How to handle OpenSSL SSL_ERROR_WANT_READ / WANT_WRITE on non-blocking sockets
The OpenSSL library allows to read from an underlying socket with SSL_read and write to it with SSL_write. These functions maybe return with SSL_ERROR_WANT_READ or SSL_ERROR_WANT_WRITE depending on their ssl protocol needs (for example when renegotiating a connection).
I don't really understand what the API wants me to do with these results.
Imaging a server app that accepts client connections, sets up a new ssl session, makes the underlying socket non-blocking and then adds the filedescriptor to a select/poll/epoll loop.
If a client sends data, the main loop will dispatch this to a ssl_read. What has to be done here if SSL_ERROR_WANT_READ or SSL_ERROR_WANT_WRITE is returned? WANT_READ might be easy, because the next main loop iteration could just lead to another ssl_read. But if the ssl_read return WANT_WRITE, with what parameters should it be called? And why doesn't the library issue the call itself?
If the server wants to send a client some data, it will use ssl_write. Again, what is to be done if WANT_READ or WANT_WRITE are returned? Can the WANT_WRITE be answered by repeating the very same call that just was invoked? And if WANT_READ is returned, should one return to the main loop and let the select/poll/epoll take care of this? But what about the message that should be written in the first place?
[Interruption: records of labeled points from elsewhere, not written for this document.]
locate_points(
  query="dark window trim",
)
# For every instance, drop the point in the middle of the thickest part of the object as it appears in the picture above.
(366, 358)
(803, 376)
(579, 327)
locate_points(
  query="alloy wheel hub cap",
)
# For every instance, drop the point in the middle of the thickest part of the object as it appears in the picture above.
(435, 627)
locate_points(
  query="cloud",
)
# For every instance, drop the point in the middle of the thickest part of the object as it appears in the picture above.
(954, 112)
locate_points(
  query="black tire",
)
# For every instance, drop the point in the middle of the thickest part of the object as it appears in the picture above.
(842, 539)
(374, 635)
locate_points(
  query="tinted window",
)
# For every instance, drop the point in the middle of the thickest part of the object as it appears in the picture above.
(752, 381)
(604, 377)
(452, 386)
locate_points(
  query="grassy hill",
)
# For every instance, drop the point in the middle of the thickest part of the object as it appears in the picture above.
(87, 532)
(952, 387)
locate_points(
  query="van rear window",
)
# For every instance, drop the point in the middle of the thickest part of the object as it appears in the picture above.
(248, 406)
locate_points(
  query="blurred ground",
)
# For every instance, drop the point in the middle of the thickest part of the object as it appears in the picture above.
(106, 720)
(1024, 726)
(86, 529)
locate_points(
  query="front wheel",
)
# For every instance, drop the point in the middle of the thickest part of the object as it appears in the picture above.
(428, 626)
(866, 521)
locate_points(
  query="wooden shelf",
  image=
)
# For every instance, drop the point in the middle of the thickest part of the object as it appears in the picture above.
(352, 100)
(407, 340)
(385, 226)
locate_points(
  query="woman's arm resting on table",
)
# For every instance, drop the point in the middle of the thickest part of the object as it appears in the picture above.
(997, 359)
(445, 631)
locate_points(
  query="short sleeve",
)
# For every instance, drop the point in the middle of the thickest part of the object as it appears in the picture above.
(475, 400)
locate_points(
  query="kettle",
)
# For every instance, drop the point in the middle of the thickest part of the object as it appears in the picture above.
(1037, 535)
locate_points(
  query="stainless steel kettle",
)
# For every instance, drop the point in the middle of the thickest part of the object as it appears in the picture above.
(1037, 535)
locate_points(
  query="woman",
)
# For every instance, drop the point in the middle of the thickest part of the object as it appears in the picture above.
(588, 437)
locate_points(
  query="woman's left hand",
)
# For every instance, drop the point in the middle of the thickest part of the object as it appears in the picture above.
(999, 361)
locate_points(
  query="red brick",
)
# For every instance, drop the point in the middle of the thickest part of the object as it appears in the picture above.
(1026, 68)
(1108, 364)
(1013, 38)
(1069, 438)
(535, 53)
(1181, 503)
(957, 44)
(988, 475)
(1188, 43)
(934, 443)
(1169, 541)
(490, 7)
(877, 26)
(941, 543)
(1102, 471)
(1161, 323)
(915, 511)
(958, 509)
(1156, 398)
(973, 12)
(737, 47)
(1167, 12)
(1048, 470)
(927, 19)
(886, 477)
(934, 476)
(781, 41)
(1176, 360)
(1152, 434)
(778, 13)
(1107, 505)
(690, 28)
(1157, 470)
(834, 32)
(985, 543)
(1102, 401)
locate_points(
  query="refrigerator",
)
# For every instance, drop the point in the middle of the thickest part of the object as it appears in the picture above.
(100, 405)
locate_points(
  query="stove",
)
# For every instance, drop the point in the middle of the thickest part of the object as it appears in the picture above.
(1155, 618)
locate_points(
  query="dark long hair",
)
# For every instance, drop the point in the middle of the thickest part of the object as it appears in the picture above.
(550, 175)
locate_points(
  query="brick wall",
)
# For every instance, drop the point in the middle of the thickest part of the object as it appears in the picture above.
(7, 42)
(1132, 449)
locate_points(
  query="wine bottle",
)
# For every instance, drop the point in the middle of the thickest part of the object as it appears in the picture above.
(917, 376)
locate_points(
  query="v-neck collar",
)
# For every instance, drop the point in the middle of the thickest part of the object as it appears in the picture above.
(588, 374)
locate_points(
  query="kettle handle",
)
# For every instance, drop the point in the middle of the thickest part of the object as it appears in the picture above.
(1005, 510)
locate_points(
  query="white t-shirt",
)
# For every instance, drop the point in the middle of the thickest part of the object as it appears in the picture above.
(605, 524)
Or should the read be done right after the failed write? Then, what protects against reading bytes from the application protocol and then having to deal with it somewhere in the outskirts of the app, when the real parser sits in the mainloop?
Solution 1:
With non-blocking sockets, SSL_WANT_READ
means "wait for the socket to be readable, then call this function again."; conversely, SSL_WANT_WRITE
means "wait for the socket to be writeable, then call this function again.". You can get either SSL_WANT_WRITE
or SSL_WANT_READ
from both an SSL_read()
or SSL_write()
call.
Solution 2:
Did you read the OpenSSL documentation for ssl_read and ssl_get_error yet?
ssl_read:
If the underlying BIO is blocking, SSL_read() will only return, once the read operation has been finished or an error occurred, except when a renegotiation take place, in which case a SSL_ERROR_WANT_READ may occur. This behaviour can be controlled with the SSL_MODE_AUTO_RETRY flag of the SSL_CTX_set_mode(3) call.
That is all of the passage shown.